Colombia afronta este fin de semana una nueva jornada electoral en la que se definirá quién será el presidente por los próximos cuatro años. Jornada que ha venido precedida de un debate álgido, intenso y particularmente agresivo en el que han cundido los ataques personales, las injurias, las noticias falsas e incluso amenazas de muerte. Como si fuera poco, la institucionalidad se ha fracturado, algunos representantes y órganos del gobierno se han envilecido en su afán de interferir en la contienda y la confianza de la gente en las instituciones es escasa o nula.

Tristemente, este clima de violencia es apenas un eco de la violencia armada que, después de un arduo intento por establecer la paz, volvió a tomarse poblaciones, regiones enteras del país, condenando a millones de colombianos y colombianas al destierro, el exilio, la desaparición y la muerte. En un ciclo trágico, Colombia ha vuelto a ser un país desangrado por una guerra intestina que parece favorecer solo los intereses de quienes durante siglos han perpetuado un sistema de exclusión e injusticia que anhelamos dejar definitivamente atrás.

Esa misma violencia ha apagado, incontables veces, la posibilidad de un cambio, la posibilidad de un gobierno popular. Los candidatos políticos inmolados en nombre de la “democracia” superan en número al de casi cualquier otra democracia moderna así como las cifras de líderes y lideresas sociales y ambientales asesinadas están entre las más altas del mundo.

Este dramático y terrible escenario debe cambiar. Y hoy tenemos la posibilidad de hacerlo, de manera democrática y pacífica. Con alegría incluso, pues nunca es tan oscura la noche como cuando ya se aproxima la luz de un nuevo día. Hace un año, una generación que ha crecido en medio de la precarización y la violencia pero en cuyo corazón late el anhelo de paz, irrumpió en la Historia para exigir un cambio. Un cambio que no fuese meramente formal, sino un cambio que permitiera que millones de hombres y mujeres pudieran gozar de manera plena de los derechos que con tanta esperanza consagró la Carta del 91.

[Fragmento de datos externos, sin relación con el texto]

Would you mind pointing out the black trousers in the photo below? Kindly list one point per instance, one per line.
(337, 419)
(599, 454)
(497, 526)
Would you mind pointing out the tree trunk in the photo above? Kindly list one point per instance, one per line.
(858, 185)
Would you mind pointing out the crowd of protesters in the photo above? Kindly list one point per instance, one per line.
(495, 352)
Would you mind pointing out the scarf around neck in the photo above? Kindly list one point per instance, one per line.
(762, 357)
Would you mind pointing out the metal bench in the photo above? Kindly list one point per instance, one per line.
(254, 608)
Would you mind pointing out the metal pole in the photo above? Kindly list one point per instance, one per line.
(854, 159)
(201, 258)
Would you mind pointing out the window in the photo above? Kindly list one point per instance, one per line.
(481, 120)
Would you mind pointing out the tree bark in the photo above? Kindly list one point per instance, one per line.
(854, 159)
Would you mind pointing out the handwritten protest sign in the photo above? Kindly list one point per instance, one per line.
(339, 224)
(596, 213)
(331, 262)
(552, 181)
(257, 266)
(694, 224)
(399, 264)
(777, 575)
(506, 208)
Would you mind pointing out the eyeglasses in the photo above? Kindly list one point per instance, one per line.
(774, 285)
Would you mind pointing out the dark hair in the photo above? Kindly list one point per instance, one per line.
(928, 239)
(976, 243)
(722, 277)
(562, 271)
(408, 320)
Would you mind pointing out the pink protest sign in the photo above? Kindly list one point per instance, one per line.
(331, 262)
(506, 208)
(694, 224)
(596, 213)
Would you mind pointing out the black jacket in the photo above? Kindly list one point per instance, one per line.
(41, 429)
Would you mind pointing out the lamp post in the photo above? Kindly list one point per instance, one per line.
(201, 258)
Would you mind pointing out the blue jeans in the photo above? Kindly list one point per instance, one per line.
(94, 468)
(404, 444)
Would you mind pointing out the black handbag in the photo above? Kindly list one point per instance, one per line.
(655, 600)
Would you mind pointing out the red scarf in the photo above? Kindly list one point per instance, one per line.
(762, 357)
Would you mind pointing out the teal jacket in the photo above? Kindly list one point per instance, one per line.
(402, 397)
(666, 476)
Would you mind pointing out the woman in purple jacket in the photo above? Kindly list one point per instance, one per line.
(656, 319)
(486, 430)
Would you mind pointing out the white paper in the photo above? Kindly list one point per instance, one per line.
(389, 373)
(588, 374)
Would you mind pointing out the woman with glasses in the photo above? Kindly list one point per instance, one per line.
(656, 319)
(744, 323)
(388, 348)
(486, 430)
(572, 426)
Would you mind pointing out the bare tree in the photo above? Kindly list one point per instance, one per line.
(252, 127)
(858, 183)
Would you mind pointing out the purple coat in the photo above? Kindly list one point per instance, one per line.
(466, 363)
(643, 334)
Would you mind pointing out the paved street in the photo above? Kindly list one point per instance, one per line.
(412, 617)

Colombia es un país de inmensa riqueza: natural, cultural, humana. Pero al mismo tiempo, es un país empobrecido y humillado por una casta política que durante siglos se ha dedicado al robo y el pillaje, creando las desigualdades e inequidades que han sido, a su vez, origen de tantas violencias.

Una generación de hombres y mujeres está empujando el cambio en Colombia. Es una generación que ha aprendido (o está aprendiendo) a pensar el mundo en clave ambiental, feminista, popular. Una generación que no quiere revivir los estragos del fascismo ni perpetuar los daños irreparables del Capitalismo salvaje. Y desde este espacio queremos afirmar nuestra voluntad de contribuir, desde nuestros oficios y nuestras acciones, a la consecución de ese cambio.

No podemos ni queremos ser indiferentes al sufrimiento de millones de compatriotas que hoy carecen de los más elementales derechos. No queremos renunciar al sueño, transmitido de generación en generación, de vivir en un país en paz, en donde todos y todas podamos convivir en la diversidad y la diferencia. La jornada de este 29 de mayo puede ser el primer paso hacia una era de bienestar. Por todo esto, queremos hoy decir que le apostamos al cambio, que le apostamos a la construcción de un país en el que primen la vida, el respeto a la diferencia y la justicia social.